A sua volta, il richiamato art. 7 d.P.R. 16 aprile 2013, n. 62 (Codice di comportamento dei dipendenti pubblici), rubricato “Obbligo di astensione”, stabilisce che “Il dipendente si astiene dal partecipare all’adozione di decisioni o ad attività che possano coinvolgere interessi propri, ovvero di suoi parenti, affini entro il secondo grado, del coniuge o di conviventi, oppure di persone con le quali abbia rapporti di frequentazione abituale, ovvero, di soggetti od organizzazioni con cui egli o il coniuge abbia causa pendente o grave inimicizia o rapporti di credito o debito significativi, ovvero di soggetti od organizzazioni di cui sia tutore, curatore, procuratore o agente, ovvero di enti, associazioni anche non riconosciute, comitati, società o stabilimenti di cui sia amministratore o gerente o dirigente. Il dipendente si astiene in ogni altro caso in cui esistano gravi ragioni di convenienza. Sull’astensione decide il responsabile dell’ufficio di appartenenza”.
Il conflitto di interesse di cui all’art. 42 citato è causa di esclusione dalla procedura ai sensi dell’art. 80, comma 5, lett. d) del codice dei contratti pubblici. (…)
Il conflitto di interessi di cui all’art. 42, comma 2, del codice dei contratti pubblici non è solo quello realmente accertato, ma anche quello potenzialmente esistente, come reso evidente dal riferimento normativo all’interesse personale del funzionario che possa essere “percepito come una minaccia alla sua imparzialità e indipendenza nel contesto della procedura di appalto o di concessione”; la disposizione, insomma, è lato sensu una “norma di pericolo”, nel senso che essa e le misure che contempla (astensione dei dipendenti) o comporta (esclusione dell’impresa concorrente) operano per il solo pericolo di pregiudizio che la situazione conflittuale possa determinare (così Cons. Stato, sez. III, 14 gennaio 2019, n. 355). Il conflitto di interessi si ricava, allora, in via presuntiva da due elementi indiziari quali a) l’esistenza di un interesse personale del funzionario; b) il ruolo che questi riveste nella procedura di gara tale da consentire di “intervenire” o di “influenzare” il risultato, per le informazioni privilegiate che ha a disposizione e può trasferire all’impresa concorrente così ponendola in condizione di vantaggio sugli altri concorrenti (cfr. Cons. Stato, sez. III, 12 settembre 2019, n. 6150, nonché Cons. Stato, parere 5 marzo 2019, n. 667). (…)

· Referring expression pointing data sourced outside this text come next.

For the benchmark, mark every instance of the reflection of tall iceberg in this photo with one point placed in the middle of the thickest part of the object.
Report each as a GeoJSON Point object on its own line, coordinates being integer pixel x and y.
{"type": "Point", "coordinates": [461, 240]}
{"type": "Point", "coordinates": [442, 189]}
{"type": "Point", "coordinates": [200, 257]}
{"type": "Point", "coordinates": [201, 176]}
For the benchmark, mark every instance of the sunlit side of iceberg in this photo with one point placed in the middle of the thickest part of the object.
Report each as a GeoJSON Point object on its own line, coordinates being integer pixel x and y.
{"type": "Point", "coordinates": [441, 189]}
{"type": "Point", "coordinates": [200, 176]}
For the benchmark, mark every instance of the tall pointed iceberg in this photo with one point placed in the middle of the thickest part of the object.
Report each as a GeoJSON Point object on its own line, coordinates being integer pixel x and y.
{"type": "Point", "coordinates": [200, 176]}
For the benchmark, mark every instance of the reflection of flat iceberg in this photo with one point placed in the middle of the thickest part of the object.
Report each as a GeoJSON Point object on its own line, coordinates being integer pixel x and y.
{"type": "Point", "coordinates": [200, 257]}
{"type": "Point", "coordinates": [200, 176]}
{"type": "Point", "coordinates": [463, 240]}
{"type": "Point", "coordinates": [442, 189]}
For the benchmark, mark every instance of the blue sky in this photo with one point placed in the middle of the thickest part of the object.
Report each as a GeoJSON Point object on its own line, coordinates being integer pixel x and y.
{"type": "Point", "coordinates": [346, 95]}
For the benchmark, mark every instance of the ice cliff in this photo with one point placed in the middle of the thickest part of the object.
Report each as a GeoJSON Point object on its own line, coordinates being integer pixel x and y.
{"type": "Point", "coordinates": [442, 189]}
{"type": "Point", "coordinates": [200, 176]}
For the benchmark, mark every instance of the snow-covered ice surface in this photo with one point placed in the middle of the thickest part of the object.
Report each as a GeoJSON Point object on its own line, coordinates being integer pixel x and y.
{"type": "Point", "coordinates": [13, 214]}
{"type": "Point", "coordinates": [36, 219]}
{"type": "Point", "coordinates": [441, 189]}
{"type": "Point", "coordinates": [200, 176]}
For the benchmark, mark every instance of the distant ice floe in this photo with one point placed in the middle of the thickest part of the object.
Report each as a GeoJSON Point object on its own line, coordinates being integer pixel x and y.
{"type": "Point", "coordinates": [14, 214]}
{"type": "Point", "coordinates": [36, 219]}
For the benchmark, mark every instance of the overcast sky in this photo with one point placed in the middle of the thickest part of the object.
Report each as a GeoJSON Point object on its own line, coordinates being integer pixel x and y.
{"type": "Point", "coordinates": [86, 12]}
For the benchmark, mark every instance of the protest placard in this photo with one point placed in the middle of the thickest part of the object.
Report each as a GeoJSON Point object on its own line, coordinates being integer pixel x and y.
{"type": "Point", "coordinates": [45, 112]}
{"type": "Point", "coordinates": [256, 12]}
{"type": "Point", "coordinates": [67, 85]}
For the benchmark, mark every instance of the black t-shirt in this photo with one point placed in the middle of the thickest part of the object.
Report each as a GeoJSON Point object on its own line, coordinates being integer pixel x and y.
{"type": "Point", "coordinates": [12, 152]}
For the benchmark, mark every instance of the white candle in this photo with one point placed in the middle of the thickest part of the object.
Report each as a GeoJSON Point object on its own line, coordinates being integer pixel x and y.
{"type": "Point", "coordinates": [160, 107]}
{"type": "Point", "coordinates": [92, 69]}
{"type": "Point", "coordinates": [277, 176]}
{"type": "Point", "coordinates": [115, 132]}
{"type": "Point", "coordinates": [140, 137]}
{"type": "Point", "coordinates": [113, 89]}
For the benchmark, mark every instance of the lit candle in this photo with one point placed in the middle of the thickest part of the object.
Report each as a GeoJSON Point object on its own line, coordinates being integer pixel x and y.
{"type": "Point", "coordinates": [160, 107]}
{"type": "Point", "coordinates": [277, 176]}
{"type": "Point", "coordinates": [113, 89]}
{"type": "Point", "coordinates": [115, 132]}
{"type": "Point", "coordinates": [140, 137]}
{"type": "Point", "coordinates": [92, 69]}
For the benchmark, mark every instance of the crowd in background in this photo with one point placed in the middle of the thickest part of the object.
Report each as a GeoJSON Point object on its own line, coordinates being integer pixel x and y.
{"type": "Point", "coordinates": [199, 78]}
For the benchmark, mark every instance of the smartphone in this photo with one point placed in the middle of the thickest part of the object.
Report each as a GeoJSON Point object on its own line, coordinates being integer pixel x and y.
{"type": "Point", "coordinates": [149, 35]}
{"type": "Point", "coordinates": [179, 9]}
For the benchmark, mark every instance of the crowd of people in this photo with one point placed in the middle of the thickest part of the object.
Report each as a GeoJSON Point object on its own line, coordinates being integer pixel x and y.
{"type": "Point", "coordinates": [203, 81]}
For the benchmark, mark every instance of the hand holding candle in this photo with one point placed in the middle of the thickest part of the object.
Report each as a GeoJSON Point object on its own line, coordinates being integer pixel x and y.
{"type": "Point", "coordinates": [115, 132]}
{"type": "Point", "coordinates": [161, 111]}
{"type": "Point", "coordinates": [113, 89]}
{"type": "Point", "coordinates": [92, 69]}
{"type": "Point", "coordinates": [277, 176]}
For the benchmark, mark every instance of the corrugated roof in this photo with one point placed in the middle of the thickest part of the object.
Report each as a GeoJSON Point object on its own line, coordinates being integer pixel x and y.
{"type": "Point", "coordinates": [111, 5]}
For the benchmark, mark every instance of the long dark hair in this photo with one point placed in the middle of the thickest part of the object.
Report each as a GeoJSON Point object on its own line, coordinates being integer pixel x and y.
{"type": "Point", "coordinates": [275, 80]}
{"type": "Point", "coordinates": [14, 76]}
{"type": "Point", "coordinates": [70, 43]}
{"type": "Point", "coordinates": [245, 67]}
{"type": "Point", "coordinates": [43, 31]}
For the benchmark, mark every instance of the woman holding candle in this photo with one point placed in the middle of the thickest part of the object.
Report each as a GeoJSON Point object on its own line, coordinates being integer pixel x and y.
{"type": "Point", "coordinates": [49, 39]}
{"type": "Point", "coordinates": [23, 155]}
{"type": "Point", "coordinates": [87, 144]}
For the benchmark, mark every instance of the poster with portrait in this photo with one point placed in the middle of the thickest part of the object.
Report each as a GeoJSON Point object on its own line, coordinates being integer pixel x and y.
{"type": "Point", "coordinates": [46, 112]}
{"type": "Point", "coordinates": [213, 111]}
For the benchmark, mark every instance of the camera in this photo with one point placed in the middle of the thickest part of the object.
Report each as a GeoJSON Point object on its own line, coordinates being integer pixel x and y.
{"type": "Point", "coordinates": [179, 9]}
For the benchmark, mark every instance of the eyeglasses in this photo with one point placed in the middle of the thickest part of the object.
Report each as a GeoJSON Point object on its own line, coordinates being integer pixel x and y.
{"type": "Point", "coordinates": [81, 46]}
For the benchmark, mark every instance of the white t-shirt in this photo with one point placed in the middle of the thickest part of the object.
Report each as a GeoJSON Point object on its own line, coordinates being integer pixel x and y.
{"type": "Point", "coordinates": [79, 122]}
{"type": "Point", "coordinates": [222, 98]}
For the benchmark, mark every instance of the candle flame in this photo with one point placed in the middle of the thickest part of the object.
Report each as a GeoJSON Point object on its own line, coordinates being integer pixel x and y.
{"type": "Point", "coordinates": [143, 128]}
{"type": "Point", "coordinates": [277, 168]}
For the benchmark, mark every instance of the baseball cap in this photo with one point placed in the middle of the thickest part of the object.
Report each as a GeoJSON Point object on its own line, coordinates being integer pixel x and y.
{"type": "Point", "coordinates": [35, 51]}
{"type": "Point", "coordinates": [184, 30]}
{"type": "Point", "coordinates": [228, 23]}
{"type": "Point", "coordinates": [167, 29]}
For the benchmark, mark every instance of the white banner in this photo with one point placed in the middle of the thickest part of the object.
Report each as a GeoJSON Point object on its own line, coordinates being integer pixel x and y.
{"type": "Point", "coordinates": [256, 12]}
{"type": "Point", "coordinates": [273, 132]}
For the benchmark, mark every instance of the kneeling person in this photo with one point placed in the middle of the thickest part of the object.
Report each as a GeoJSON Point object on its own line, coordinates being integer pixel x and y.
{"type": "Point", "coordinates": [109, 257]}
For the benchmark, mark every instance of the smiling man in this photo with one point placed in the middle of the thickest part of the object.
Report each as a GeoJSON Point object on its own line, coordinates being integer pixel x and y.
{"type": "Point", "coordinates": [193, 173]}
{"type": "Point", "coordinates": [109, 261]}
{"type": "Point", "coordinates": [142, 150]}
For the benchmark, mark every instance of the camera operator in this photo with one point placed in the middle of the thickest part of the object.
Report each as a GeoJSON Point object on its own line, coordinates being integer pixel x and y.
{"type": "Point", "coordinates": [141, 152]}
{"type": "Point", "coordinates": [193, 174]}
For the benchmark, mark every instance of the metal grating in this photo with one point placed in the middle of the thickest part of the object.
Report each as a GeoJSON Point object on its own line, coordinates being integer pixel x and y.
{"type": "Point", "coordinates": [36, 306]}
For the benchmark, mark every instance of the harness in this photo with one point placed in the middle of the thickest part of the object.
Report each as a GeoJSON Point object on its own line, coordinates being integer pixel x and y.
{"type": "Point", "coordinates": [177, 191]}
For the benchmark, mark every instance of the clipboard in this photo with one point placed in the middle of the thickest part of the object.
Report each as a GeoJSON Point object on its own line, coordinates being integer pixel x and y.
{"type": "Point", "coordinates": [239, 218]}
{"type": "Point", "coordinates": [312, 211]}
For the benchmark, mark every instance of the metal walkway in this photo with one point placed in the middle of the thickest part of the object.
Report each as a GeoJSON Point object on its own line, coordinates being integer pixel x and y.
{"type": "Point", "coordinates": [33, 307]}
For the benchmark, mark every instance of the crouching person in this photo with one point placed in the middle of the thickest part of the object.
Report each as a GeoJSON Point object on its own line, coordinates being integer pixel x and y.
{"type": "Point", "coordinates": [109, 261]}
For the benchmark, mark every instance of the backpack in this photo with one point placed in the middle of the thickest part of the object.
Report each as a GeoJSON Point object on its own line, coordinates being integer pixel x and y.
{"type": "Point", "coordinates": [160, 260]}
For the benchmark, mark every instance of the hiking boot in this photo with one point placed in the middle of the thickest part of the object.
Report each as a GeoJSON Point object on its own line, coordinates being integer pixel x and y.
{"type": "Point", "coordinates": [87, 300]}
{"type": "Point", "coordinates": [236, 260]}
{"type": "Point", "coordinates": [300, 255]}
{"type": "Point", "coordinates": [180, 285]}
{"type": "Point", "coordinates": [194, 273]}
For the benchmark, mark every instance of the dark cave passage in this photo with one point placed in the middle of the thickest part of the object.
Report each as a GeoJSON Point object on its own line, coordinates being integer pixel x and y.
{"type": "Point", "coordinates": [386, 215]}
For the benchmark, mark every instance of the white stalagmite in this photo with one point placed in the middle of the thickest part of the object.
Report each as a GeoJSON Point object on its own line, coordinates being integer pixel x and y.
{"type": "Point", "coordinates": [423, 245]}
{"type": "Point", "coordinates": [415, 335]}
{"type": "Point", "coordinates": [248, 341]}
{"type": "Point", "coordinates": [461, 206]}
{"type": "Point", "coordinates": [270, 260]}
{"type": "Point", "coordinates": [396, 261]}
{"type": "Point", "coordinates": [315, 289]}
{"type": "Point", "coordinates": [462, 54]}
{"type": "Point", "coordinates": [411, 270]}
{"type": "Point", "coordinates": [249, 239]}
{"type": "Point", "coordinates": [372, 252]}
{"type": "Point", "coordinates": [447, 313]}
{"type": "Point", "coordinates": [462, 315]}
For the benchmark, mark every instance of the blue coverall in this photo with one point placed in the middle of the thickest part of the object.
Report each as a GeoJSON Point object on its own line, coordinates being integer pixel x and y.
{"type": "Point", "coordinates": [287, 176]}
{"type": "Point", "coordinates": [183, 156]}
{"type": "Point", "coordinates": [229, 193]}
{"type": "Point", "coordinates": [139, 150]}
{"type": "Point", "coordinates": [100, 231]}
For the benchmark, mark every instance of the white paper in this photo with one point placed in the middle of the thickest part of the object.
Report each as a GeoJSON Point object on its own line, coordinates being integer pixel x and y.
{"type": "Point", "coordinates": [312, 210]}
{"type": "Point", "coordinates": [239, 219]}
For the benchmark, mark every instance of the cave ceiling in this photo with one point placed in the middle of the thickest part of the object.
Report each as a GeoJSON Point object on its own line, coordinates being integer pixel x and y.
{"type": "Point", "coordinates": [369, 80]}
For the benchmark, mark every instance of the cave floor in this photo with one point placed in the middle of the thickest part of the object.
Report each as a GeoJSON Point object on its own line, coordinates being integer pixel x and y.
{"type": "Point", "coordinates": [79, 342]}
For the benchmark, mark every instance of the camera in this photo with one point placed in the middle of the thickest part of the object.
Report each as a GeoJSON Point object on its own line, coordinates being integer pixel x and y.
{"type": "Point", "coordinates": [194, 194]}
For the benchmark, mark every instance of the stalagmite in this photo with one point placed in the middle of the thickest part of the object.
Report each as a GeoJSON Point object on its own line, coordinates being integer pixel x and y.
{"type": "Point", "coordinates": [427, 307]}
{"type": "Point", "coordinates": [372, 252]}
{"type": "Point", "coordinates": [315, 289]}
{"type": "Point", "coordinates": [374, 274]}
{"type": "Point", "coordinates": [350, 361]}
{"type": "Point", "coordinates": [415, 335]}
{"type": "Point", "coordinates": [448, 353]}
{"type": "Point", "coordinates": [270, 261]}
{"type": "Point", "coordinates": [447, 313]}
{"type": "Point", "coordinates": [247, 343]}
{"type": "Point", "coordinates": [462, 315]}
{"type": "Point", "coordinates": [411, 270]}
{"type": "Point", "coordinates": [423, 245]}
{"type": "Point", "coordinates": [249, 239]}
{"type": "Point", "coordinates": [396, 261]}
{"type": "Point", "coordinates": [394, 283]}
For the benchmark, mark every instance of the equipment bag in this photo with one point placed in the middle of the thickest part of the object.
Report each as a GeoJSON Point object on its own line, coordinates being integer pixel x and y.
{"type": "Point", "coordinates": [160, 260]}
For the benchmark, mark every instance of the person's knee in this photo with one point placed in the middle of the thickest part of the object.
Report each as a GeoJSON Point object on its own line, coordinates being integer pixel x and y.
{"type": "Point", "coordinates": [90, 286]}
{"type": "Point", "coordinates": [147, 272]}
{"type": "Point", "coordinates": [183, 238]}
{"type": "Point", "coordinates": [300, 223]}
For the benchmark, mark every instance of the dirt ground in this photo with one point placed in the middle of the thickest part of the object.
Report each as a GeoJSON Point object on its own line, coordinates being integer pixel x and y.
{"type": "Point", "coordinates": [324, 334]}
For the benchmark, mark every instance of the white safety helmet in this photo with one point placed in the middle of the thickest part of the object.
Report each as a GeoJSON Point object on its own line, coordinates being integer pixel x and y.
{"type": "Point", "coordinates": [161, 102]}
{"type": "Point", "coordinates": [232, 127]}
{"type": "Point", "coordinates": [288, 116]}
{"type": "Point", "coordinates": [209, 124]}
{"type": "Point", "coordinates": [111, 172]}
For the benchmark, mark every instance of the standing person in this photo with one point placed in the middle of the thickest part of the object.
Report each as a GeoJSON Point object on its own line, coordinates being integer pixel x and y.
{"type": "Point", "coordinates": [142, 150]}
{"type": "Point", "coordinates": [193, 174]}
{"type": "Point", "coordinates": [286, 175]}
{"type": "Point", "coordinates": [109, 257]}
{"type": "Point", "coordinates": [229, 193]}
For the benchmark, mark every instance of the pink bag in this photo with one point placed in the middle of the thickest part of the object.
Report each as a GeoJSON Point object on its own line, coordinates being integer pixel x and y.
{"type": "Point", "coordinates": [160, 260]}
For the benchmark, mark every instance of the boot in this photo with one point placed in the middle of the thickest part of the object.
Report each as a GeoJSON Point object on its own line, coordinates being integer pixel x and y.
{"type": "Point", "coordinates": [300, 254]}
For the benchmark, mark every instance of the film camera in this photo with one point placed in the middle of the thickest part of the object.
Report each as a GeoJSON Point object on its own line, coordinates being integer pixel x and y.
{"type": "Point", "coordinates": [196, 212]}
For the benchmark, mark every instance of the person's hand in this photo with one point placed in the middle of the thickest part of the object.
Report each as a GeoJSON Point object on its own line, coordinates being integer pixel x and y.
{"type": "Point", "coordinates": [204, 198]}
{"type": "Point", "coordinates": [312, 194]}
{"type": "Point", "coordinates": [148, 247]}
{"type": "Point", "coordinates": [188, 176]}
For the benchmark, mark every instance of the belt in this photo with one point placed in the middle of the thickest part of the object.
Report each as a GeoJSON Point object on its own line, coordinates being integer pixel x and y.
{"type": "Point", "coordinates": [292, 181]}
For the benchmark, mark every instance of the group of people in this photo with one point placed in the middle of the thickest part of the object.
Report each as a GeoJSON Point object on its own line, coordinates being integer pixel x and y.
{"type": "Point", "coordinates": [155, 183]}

Per gli elementi indiziari posti dal legislatore a base del ragionamento presuntivo – l’interesse personale e il ruolo rivestito dal funzionario – come non deve essere provato dalla stazione appaltante il reale possesso dell’informazioni privilegiate da parte del funzionario, allo stesso modo è fuori dal perimetro probatorio la dimostrazione che le informazioni siano, poi, state effettivamente trasferite alla consociata in affari.
E’, invece, a carico dell’impresa, una volta che l’amministrazione abbia dato conto dell’uno e dell’altro elemento indiziario, dimostrare che non vi è stata violazione del principio delle pari opportunità nella formulazione dei termini delle offerte per tutti gli offerenti né si è determinato alcun rischio reale di pratiche atte a falsare la concorrenza tra gli offerenti.